Compatibility
Devices confirmed working by either the developer or user reports.
| Device | Version | Status | Notes |
|---|---|---|---|
| AYN Thor | Android 13 | ✅ Working | Dev tested |
| AYN Odin 2 Portal | Android 13 | ✅ Working | Dev tested |
| Anbernic Arc D | Android 11 | ✅ Working | User tested |
| Ayaneo Pocket Air Mini | Android 11 | ✅ Working | Dev tested |
| MagicX One 35 | Android 12 | ✅ Working | User tested |
| Retroid Pocket Classic | Android 14 | ✅ Working | User tested |
| Mangmi Air X Anbernic RG477M | Android 14 | ⚠️ Only with a workaround | User tested; reports indicate Android 14 blocks granting access to scoped storage. See issue #4. |
Submit your device
Tested RAOfflineProxy on a device not listed here? Fill out the Device Compatibility Form - submissions are reviewed manually and may be added to the list above.
Which emulators are supported on Android?
RAOfflineProxy currently supports RetroArch, Dolphin, PPSSPP, and ARMSX2 on Android.
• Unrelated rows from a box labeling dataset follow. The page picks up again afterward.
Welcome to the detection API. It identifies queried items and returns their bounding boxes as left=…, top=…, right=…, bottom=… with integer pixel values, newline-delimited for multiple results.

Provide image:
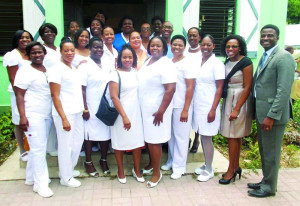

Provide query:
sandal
left=99, top=159, right=110, bottom=175
left=84, top=161, right=99, bottom=177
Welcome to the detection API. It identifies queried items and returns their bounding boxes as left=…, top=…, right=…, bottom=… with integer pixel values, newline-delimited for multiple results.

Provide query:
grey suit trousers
left=256, top=119, right=286, bottom=194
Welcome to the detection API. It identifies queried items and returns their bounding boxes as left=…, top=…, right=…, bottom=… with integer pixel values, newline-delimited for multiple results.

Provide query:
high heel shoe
left=99, top=159, right=110, bottom=175
left=235, top=167, right=243, bottom=180
left=219, top=173, right=237, bottom=185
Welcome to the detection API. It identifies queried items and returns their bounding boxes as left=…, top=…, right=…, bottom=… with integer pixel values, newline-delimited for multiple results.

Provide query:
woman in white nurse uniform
left=192, top=34, right=225, bottom=182
left=3, top=30, right=33, bottom=162
left=109, top=44, right=145, bottom=184
left=161, top=35, right=195, bottom=179
left=39, top=23, right=61, bottom=156
left=185, top=27, right=204, bottom=153
left=48, top=40, right=84, bottom=187
left=14, top=42, right=53, bottom=197
left=78, top=37, right=114, bottom=177
left=138, top=37, right=177, bottom=187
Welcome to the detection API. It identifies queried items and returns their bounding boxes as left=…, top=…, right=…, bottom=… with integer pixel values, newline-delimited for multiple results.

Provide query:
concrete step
left=19, top=150, right=204, bottom=168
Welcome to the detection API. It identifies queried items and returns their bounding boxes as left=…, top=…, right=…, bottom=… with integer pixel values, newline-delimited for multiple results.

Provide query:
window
left=199, top=0, right=236, bottom=56
left=0, top=0, right=23, bottom=56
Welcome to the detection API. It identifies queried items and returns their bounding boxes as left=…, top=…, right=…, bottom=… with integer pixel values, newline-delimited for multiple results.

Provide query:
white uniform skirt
left=142, top=103, right=173, bottom=144
left=10, top=92, right=20, bottom=125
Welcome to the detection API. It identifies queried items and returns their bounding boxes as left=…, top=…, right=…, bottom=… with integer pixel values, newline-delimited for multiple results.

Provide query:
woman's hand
left=19, top=116, right=29, bottom=132
left=229, top=110, right=239, bottom=121
left=122, top=116, right=131, bottom=131
left=207, top=109, right=216, bottom=123
left=82, top=111, right=90, bottom=121
left=152, top=111, right=164, bottom=126
left=62, top=118, right=71, bottom=132
left=180, top=110, right=189, bottom=122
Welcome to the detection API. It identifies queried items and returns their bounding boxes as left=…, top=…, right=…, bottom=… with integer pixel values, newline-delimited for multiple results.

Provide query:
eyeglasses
left=142, top=28, right=151, bottom=31
left=163, top=26, right=173, bottom=29
left=225, top=45, right=240, bottom=49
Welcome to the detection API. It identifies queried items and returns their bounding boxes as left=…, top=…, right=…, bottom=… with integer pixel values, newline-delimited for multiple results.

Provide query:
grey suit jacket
left=253, top=46, right=296, bottom=125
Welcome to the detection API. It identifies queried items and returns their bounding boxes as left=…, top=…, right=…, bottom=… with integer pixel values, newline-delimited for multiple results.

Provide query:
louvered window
left=199, top=0, right=236, bottom=56
left=0, top=0, right=23, bottom=56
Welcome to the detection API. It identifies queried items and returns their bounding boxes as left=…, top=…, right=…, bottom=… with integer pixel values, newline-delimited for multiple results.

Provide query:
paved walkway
left=0, top=169, right=300, bottom=206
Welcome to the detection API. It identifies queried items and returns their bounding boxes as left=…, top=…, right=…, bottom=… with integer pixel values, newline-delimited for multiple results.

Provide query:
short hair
left=68, top=20, right=79, bottom=29
left=171, top=34, right=186, bottom=46
left=25, top=41, right=47, bottom=59
left=39, top=23, right=57, bottom=36
left=151, top=16, right=165, bottom=25
left=285, top=46, right=294, bottom=52
left=188, top=27, right=205, bottom=39
left=128, top=30, right=141, bottom=40
left=90, top=18, right=105, bottom=36
left=118, top=16, right=135, bottom=29
left=200, top=34, right=216, bottom=44
left=89, top=36, right=103, bottom=49
left=260, top=24, right=280, bottom=36
left=117, top=44, right=137, bottom=68
left=147, top=36, right=168, bottom=56
left=94, top=9, right=108, bottom=23
left=12, top=30, right=33, bottom=49
left=74, top=29, right=90, bottom=48
left=221, top=34, right=247, bottom=57
left=59, top=39, right=75, bottom=50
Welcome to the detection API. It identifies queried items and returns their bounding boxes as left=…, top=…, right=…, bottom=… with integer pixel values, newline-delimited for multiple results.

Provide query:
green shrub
left=0, top=112, right=16, bottom=164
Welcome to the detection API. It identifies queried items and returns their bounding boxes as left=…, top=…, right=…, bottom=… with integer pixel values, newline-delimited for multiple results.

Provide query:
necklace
left=190, top=44, right=200, bottom=51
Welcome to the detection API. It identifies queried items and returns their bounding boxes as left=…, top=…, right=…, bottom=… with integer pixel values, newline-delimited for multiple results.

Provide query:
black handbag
left=96, top=71, right=121, bottom=126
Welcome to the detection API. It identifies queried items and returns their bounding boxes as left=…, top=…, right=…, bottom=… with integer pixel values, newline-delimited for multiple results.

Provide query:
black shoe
left=235, top=167, right=242, bottom=179
left=247, top=182, right=261, bottom=190
left=219, top=173, right=236, bottom=185
left=248, top=189, right=275, bottom=197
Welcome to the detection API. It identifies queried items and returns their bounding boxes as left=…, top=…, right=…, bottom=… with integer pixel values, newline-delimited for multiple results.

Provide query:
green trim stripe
left=33, top=0, right=45, bottom=16
left=183, top=0, right=192, bottom=13
left=248, top=0, right=258, bottom=20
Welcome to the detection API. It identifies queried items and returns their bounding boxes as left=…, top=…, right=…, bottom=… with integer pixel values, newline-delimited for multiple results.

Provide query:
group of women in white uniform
left=4, top=20, right=254, bottom=197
That support depends on emulator-specific behavior:
- The emulator must expose a compatible RetroAchievements server override or equivalent config path
- RAOfflineProxy must know how to patch and restore that emulator's config files
- It must know where that emulator stores RetroAchievements credentials on Android
- Its request handling must match the way that emulator's RetroAchievements client talks to the API
Other emulators are not just a different frontend. They may use different config files, different credential storage, different request flows, or no compatible custom server override at all.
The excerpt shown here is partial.